J'ai entretenu, avec une des deux soeurs plus jeunes de ma mère, une relation singulière et privilégiée. Surtout à la fin de sa vie. A l'époque où elle était devenue solitaire, et malade, gardant toutefois des liens d'amitié forts et rares.
Je me rappelle, quand j'étais un tout petit garçon, dans les années 50, des photos qu'elle et son mari avaient rapportées d'Algérie, où ils vivaient, à Tamanrasset. Du soleil sur le massif du Hoggar. On la jugeait atypique et les bien-pensants de l'époque la considéraient comme un être perdu et peu recommandable.
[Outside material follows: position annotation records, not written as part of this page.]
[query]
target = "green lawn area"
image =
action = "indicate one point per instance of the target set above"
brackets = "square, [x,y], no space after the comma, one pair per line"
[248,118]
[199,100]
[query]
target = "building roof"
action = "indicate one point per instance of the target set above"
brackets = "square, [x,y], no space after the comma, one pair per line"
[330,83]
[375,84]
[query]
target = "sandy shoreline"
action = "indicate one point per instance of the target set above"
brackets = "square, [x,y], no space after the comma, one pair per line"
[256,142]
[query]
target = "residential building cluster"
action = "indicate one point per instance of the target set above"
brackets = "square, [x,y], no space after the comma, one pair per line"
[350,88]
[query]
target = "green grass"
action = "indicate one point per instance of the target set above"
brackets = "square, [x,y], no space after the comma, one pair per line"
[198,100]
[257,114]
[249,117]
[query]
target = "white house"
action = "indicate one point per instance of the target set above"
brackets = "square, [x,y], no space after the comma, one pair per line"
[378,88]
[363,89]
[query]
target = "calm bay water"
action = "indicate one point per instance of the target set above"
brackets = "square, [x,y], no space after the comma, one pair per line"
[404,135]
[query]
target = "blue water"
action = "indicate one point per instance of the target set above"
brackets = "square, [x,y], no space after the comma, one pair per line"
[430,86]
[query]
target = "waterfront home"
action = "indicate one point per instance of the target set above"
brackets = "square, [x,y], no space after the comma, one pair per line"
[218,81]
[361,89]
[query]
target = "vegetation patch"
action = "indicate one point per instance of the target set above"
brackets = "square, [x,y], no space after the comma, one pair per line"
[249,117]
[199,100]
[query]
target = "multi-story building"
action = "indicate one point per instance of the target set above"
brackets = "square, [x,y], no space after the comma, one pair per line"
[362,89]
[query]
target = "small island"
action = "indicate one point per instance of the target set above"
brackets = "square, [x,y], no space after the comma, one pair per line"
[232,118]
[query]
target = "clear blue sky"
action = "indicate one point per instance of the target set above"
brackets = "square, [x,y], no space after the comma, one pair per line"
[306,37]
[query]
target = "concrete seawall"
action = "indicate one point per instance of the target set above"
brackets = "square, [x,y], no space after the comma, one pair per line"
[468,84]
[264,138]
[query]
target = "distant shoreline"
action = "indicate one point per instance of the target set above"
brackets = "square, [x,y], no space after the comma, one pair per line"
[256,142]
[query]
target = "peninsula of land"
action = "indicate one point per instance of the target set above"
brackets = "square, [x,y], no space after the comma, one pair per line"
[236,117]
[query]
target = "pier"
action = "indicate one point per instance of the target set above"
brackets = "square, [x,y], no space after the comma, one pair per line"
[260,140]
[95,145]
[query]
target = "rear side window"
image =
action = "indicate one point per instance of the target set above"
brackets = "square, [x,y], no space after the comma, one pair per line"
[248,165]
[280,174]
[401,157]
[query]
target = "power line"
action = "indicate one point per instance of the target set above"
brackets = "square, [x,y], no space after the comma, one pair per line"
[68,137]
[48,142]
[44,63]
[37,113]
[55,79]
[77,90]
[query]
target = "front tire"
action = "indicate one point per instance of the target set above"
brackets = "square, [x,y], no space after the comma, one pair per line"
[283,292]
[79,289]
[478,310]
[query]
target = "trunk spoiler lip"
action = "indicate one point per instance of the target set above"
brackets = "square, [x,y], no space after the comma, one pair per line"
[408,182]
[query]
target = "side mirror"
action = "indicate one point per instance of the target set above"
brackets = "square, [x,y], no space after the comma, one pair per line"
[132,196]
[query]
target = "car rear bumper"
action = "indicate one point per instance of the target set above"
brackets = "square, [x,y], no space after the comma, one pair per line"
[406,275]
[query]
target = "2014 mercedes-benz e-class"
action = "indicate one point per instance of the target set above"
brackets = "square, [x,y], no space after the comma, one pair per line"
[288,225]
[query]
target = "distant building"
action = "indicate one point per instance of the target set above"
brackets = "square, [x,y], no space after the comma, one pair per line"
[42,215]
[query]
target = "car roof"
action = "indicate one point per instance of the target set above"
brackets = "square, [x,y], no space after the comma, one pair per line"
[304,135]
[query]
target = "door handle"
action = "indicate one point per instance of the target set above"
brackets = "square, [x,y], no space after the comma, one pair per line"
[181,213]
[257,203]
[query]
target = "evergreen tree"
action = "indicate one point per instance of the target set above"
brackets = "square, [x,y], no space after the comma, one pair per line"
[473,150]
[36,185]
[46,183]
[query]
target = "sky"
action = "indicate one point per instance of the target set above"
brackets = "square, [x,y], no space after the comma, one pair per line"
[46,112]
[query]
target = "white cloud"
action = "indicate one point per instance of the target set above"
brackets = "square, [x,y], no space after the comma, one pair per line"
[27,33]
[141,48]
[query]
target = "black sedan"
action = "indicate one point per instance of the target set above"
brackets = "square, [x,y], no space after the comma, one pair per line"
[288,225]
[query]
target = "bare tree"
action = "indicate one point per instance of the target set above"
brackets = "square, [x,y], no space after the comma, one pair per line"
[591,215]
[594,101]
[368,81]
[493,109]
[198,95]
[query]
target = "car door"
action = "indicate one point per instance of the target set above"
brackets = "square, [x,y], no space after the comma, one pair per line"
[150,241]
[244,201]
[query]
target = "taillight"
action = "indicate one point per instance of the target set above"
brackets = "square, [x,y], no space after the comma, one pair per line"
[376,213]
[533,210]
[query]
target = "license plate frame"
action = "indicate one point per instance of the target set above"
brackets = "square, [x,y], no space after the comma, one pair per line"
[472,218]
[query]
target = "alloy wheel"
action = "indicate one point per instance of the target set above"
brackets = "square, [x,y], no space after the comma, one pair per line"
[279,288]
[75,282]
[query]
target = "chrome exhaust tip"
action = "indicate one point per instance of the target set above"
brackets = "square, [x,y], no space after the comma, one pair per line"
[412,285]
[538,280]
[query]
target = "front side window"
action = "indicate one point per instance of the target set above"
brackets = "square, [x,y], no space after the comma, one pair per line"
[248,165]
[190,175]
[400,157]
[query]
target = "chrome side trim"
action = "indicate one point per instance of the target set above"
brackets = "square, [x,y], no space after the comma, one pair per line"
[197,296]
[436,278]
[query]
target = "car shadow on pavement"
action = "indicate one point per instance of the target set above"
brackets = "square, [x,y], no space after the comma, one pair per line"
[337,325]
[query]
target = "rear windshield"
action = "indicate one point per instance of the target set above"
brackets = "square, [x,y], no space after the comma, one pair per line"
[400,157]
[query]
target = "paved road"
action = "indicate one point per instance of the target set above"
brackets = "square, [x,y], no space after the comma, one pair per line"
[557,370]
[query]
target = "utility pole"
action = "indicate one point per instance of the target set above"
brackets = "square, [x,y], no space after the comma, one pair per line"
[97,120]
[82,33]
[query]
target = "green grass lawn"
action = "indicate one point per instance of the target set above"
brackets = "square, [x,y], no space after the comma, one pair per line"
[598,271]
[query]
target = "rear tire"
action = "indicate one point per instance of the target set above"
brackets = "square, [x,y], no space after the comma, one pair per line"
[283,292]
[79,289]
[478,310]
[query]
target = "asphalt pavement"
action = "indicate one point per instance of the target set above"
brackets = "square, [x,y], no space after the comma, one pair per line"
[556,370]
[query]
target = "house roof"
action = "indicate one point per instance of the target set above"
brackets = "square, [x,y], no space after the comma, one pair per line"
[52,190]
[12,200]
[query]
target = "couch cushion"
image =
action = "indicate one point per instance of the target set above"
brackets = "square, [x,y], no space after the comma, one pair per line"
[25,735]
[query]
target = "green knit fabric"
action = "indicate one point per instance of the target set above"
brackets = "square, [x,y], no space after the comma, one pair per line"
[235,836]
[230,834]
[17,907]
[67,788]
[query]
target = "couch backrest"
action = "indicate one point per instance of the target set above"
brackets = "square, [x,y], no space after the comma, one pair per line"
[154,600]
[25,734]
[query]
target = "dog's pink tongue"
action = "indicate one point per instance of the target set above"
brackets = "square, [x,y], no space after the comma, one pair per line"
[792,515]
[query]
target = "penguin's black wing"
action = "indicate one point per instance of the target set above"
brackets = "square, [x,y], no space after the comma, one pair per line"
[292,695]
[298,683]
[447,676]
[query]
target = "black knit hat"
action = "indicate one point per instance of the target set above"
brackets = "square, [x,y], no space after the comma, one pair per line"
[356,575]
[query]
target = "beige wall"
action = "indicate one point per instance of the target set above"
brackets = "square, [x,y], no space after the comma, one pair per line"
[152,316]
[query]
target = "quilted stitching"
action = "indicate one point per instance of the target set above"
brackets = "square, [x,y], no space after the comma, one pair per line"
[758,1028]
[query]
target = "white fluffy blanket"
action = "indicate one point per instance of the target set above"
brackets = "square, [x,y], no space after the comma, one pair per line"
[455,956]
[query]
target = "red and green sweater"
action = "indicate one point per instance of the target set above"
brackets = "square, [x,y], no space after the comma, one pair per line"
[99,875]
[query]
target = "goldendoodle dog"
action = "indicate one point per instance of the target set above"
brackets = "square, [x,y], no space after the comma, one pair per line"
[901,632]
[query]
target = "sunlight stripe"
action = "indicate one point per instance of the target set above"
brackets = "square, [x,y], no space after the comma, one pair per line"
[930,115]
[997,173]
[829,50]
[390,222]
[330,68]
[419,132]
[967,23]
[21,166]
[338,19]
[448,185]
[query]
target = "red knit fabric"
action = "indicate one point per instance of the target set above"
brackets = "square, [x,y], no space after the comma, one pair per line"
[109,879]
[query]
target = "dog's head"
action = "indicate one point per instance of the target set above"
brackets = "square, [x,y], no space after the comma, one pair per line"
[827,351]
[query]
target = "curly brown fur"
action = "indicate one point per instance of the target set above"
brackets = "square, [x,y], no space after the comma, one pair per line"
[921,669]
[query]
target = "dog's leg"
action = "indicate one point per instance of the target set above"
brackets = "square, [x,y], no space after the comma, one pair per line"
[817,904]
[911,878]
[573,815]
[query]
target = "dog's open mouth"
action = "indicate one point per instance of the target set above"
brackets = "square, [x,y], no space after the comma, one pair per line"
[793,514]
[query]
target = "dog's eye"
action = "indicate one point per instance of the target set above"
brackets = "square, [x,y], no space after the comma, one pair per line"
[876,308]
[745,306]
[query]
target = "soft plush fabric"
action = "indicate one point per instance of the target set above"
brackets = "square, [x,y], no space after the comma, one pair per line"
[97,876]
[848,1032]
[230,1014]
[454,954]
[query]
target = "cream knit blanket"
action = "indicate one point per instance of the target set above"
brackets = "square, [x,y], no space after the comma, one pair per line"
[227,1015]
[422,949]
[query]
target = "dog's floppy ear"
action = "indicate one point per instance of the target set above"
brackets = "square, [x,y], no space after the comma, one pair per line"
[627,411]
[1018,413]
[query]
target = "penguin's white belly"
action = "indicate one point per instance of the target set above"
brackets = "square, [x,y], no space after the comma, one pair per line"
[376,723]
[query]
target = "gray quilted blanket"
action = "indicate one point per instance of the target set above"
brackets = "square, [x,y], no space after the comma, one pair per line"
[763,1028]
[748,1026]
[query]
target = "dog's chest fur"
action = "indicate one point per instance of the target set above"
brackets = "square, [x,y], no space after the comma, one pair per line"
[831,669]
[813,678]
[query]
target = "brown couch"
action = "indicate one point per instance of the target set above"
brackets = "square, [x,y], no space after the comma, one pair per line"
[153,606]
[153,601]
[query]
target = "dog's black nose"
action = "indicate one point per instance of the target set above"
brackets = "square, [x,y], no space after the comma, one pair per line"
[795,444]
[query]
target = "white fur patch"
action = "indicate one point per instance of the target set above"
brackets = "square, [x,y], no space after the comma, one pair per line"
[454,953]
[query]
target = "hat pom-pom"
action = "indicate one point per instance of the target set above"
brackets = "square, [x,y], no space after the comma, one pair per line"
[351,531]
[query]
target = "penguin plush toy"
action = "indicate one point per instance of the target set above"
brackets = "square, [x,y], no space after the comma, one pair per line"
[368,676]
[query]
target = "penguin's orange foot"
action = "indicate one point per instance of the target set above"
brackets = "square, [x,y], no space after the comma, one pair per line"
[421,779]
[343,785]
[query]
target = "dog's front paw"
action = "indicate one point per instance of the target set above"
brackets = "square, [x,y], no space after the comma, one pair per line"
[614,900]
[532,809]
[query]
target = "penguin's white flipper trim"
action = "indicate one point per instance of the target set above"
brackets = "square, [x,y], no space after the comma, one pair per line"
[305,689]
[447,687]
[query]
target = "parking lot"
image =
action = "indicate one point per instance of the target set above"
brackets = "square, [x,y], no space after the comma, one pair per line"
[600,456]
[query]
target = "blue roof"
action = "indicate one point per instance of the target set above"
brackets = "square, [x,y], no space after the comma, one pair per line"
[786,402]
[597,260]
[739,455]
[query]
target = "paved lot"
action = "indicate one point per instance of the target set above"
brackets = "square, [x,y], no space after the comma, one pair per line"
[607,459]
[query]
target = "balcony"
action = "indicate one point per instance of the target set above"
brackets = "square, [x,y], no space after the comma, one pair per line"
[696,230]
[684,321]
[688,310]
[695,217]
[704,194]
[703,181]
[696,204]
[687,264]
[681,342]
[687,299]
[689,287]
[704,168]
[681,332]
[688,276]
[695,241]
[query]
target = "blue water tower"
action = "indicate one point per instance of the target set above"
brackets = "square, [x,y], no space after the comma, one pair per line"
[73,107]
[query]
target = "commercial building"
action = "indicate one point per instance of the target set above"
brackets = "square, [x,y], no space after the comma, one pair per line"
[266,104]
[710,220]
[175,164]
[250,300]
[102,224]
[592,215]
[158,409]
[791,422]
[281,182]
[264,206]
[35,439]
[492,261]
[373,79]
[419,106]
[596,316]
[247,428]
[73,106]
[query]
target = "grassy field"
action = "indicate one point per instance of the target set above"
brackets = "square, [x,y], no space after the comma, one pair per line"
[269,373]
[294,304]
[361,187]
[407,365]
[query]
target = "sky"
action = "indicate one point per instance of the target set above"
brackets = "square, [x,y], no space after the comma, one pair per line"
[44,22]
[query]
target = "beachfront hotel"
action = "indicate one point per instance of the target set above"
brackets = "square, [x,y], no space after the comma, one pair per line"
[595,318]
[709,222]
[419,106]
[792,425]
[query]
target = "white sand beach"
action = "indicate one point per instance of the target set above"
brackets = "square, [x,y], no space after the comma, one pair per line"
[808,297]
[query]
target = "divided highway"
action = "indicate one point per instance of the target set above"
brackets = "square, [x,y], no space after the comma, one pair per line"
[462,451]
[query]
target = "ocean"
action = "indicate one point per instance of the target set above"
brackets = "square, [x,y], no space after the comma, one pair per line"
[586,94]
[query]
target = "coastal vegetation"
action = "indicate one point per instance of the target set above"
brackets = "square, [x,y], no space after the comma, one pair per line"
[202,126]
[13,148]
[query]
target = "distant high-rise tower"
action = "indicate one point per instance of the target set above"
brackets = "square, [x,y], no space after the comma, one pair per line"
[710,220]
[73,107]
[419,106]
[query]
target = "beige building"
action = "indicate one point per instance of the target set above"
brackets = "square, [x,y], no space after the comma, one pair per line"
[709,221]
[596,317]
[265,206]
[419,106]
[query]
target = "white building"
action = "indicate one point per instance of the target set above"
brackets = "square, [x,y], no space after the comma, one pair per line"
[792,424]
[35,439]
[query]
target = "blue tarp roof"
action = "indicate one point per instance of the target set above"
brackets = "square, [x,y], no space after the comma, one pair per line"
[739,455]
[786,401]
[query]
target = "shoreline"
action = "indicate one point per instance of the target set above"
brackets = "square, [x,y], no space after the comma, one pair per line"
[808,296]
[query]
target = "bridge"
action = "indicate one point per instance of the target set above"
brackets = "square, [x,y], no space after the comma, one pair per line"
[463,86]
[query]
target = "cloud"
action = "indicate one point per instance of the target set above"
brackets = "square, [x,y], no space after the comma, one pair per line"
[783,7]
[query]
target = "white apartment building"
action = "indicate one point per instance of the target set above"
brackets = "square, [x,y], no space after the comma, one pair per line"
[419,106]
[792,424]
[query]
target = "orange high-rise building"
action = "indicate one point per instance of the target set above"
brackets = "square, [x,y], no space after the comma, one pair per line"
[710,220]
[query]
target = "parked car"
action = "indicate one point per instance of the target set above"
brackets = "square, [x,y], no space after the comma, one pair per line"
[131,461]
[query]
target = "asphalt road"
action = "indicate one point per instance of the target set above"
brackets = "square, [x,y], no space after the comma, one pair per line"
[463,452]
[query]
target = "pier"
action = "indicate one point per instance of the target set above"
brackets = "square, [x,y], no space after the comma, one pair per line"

Plus tard, je me rappelle avoir logé dans le minuscule mazot qu'elle possédait aux Houches (Le Crêton, route des Aillouds), mes parents avaient logé dans une auberge proche "Les sonnailles". C'était alors le bout du bout d'une route. J'y suis retourné bien des années après pour retrouver l'endroit. Des imbéciles avaient construit tout autour et le minuscule mazot avait été agrandi et englouti... Grande déception. Je me souviens de tout de ce qui y fut ma première visite: la couverture rouge, le poulet au basilic, les bougies, la porte qu'on ne fermait pas à clé.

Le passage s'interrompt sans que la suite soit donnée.